Our initial QC assessment indicated high bisulfite conversion efficiency with very low non-CpG Cs in reads. An additional amplicon that corresponded to a sequence containing no CpG sites was also included as a control, from which all cytosines were observed to have converted to thymidine residues [1].

The data included here are the Sequence Read Archive files generated from our experiment. These have been aligned onto the hg38 reference genome using Bismark v0.9.0, from which a BAM file for each sample is generated. Using the Bismark_methylation_extractor command, the methylation status of cytosine residues within each read is output to a tab-delimited file. Methpat then operates on this output file to generate both a summarized tab-delimited file of read pattern counts and a HTML file for visualization. We have included the BAM files, Bismark_methylation_extractor output files and Methpat output files as supporting data. Methpat requires a Browser Extensive Data (BED)-format-like file that contains the coordinates for each amplicon of interest, their size and their primer lengths to extract and summarize DNA methylation pattern counts. The flow of data is summarized in Fig. 1.

Fig. 1.

Fig. 1

Flow of data towards visualization via Methpat.
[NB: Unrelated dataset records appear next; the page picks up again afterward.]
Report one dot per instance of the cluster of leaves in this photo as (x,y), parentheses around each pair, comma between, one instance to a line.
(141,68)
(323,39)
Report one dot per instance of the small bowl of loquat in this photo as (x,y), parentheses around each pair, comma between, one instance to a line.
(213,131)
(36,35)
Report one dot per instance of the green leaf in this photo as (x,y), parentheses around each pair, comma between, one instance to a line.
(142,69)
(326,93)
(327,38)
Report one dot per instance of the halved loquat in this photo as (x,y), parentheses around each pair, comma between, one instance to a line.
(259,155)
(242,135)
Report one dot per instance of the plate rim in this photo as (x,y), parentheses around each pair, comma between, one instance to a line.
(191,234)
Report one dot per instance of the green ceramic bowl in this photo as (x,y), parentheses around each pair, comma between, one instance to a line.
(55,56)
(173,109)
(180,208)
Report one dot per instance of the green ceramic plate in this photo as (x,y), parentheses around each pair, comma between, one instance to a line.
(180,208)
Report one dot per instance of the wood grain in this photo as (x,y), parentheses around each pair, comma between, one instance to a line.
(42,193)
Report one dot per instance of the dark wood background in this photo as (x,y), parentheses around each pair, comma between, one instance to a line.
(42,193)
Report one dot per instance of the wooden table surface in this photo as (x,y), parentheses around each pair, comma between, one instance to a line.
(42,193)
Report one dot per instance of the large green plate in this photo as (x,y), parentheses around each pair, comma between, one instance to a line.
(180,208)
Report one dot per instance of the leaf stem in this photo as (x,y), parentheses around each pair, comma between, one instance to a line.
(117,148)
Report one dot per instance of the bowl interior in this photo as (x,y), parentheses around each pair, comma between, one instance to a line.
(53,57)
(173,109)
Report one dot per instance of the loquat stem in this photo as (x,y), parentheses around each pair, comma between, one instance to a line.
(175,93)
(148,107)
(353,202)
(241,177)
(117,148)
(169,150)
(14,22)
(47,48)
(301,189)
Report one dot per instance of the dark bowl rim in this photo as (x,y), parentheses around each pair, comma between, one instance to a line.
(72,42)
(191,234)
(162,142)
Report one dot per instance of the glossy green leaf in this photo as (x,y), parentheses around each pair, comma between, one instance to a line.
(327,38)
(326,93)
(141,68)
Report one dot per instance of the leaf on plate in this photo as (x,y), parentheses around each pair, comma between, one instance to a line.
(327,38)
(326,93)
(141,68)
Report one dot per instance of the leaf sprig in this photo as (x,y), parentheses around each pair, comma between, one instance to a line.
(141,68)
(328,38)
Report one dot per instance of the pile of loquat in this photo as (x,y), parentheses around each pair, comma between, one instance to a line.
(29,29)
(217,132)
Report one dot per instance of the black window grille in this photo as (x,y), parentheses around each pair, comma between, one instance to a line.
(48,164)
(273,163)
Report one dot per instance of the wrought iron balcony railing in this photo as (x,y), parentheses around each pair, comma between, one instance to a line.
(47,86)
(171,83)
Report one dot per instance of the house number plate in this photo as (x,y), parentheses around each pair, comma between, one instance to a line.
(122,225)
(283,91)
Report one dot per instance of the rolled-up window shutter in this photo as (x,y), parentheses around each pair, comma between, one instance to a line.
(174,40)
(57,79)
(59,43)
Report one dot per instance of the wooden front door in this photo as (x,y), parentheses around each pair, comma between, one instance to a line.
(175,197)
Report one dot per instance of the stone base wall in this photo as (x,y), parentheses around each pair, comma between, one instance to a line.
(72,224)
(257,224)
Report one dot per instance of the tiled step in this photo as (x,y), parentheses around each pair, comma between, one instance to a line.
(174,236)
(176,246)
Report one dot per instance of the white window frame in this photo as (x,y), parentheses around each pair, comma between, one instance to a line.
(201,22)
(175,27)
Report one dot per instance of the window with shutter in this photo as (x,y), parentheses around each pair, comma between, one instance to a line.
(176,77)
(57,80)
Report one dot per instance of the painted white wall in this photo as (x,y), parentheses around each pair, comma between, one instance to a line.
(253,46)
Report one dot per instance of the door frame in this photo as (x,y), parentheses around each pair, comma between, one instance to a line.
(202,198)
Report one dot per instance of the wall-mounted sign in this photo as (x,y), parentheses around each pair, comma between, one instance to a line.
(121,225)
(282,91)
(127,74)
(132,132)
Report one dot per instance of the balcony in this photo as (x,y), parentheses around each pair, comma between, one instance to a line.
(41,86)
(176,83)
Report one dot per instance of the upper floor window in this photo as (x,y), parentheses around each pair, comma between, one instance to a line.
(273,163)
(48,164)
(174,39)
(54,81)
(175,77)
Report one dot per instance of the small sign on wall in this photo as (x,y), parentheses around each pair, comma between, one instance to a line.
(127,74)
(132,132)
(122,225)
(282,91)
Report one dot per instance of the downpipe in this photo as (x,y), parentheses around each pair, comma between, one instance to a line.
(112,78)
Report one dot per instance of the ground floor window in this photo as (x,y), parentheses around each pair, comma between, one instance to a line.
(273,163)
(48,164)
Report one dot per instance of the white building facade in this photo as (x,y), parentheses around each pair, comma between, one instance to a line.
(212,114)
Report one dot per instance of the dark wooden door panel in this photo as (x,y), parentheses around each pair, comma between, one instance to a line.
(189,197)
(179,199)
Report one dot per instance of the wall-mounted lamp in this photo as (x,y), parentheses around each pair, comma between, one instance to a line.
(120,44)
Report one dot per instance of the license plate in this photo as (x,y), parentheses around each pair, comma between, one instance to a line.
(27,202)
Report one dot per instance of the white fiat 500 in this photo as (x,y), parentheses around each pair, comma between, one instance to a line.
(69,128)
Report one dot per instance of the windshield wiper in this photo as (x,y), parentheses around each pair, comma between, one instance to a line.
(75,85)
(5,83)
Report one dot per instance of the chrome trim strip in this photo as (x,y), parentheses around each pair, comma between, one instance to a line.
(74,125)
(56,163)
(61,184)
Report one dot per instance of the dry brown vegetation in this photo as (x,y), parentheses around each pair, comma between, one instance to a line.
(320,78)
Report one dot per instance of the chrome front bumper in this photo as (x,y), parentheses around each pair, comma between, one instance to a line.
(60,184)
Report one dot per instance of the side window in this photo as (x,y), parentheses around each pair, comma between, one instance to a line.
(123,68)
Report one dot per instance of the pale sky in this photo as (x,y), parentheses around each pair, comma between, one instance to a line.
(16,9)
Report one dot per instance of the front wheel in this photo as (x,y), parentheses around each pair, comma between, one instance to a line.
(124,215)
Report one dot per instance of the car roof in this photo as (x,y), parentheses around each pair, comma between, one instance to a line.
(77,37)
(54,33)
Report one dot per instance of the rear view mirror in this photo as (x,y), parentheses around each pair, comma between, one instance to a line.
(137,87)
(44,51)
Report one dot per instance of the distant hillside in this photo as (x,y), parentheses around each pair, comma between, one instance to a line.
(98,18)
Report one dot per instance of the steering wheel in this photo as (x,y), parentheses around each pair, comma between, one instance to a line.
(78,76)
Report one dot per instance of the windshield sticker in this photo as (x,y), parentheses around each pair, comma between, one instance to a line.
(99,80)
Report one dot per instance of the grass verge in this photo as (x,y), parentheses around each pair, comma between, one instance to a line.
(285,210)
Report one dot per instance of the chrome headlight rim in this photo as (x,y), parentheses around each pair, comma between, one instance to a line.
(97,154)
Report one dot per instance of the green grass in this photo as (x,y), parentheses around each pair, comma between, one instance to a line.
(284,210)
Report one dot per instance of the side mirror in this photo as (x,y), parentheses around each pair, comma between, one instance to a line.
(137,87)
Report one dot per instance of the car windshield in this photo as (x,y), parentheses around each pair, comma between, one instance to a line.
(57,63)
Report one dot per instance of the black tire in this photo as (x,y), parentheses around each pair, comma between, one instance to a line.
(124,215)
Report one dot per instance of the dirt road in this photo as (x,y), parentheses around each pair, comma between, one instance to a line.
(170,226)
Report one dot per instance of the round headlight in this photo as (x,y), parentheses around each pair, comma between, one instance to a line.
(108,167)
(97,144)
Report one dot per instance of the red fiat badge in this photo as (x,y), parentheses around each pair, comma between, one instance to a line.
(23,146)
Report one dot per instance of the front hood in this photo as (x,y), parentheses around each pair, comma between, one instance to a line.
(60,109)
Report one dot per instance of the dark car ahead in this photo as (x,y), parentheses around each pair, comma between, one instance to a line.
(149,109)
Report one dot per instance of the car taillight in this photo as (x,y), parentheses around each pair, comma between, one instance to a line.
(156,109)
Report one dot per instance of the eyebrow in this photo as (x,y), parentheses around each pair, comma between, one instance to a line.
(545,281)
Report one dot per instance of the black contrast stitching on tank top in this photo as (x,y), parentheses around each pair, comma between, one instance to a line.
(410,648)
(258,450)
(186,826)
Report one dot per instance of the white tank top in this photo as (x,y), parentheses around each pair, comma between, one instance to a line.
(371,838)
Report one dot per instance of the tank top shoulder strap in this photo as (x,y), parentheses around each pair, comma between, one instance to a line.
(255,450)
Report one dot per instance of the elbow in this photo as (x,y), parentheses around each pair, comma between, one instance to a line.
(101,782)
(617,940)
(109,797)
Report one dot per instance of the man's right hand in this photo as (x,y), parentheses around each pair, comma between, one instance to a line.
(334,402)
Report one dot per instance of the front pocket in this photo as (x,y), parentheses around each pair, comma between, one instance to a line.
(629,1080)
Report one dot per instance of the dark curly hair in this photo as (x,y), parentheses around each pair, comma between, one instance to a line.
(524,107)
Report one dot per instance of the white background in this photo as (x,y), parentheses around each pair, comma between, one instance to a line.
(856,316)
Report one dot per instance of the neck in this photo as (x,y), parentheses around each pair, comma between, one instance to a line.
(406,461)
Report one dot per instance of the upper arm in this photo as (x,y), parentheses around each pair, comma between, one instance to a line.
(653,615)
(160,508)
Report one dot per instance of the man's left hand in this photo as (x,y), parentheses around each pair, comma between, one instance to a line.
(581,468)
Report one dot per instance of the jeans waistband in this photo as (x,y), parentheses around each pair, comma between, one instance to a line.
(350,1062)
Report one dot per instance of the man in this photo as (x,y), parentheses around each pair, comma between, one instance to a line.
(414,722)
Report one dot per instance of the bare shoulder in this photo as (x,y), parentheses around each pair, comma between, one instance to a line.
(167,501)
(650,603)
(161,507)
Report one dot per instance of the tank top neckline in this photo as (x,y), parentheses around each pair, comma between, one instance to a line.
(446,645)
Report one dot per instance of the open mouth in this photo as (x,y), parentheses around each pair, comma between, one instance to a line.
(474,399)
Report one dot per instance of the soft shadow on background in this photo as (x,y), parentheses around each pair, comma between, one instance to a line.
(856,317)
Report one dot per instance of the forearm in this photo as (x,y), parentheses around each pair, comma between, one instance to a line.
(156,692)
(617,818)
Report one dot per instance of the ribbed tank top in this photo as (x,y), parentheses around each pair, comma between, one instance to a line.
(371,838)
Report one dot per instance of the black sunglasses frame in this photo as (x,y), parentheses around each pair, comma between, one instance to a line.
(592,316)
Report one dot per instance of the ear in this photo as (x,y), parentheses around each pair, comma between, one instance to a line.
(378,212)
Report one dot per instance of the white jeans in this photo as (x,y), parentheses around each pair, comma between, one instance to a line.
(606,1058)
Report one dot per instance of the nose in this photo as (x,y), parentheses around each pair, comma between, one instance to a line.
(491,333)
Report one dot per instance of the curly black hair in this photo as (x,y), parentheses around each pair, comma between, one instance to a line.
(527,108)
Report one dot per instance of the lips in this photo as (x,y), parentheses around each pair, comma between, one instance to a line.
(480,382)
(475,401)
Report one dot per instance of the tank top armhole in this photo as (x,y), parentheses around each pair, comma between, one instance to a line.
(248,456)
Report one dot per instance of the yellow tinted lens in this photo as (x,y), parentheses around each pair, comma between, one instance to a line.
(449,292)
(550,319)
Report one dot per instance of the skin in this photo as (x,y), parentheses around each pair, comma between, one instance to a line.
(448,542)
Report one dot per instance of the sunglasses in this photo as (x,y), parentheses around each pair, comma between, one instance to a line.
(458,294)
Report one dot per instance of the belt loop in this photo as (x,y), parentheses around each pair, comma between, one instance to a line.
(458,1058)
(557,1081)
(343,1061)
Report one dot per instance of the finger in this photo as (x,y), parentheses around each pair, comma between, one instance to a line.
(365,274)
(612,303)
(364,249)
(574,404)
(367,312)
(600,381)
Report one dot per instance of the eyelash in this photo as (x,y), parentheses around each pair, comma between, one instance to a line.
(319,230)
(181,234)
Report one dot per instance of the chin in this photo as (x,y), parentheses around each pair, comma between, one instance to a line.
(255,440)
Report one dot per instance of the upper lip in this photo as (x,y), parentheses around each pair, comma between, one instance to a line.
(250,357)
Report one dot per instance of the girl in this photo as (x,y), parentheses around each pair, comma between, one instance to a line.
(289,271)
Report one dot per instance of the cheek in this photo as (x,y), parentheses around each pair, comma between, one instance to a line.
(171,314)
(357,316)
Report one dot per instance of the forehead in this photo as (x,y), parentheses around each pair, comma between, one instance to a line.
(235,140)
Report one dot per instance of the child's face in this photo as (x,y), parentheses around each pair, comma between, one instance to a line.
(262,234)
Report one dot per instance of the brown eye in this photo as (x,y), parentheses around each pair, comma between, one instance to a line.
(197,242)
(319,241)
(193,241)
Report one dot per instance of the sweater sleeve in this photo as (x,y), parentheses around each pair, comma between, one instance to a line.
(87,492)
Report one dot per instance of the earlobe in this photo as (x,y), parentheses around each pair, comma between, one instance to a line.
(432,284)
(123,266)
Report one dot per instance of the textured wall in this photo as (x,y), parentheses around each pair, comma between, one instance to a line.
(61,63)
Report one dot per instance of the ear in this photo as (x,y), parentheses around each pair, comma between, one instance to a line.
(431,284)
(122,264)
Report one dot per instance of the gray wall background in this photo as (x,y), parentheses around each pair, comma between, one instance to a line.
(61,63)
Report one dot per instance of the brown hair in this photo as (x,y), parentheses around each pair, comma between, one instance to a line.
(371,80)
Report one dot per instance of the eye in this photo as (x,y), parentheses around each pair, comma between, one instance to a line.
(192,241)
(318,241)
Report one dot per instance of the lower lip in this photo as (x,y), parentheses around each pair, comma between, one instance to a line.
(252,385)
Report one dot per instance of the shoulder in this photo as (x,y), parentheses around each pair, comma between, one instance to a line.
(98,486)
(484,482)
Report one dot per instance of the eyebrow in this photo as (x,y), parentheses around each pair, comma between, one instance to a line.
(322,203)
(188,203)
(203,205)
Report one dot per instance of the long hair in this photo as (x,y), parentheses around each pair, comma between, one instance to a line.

Raw fastq files are aligned to the hg38 reference genome in bisulfite space. a hg38 reference is prepared for Bismark using Bismark_genome_preparation with default parameters. b Bismark is used to align raw reads from fastq files to generate BAM alignment files. c Bismark_methylation_extractor is then used to extract the methylation status of all cytosines in every aligned read and outputs a tab-delimited file that Methpat operates on. Methpat requires this file along with a BED formatted file containing information for each amplicon of interest. This includes the start and end coordinates of the amplicon and the primer lengths for each amplicon. The output of Methpat is a summary tab-delimited file containing read counts of DNA methylation patterns of the amplicons of interest and an HTML file for visualization and publication quality figures

Our data has the potential to be used to investigate co-methylation [8], given the unprecedented depth of coverage of the amplicons investigated even in a single MiSeq run. We have interrogated a variety of regions of the genome including repetitive elements and the mitochondrial genome, which remain a challenge for most short read aligners. The interpretation of DNA methylation at repetitive sequence elements has always been a challenge and they are assumed to be methylated [9]. However, the dynamics of repetitive element DNA methylation in cancer [10] and development [11] remain areas of interest that can now be properly interpreted with massively parallel sequencing and visualization tools such as Methpat.

Availability of software and requirements

Project name: Methpat

Project home page: http://bjpop.github.io/methpat/

Operating system(s): any POSIX-like operating system (i.e.: Linux, OS X)

Programming language: Python 2.7, HTML and Javascript

Other requirements: Web Browser to view visualization output (HTML file). Suggested browsers include Firefox, Chrome or Safari. Methpat requires output files derived by Bismark (http://www.bioinformatics.babraham.ac.uk/projects/bismark/) and the Bismark_methylation_extractor command. Methpat can be accessed directly from http://bjpop.github.io/methpat/. With further instructions found at the URL.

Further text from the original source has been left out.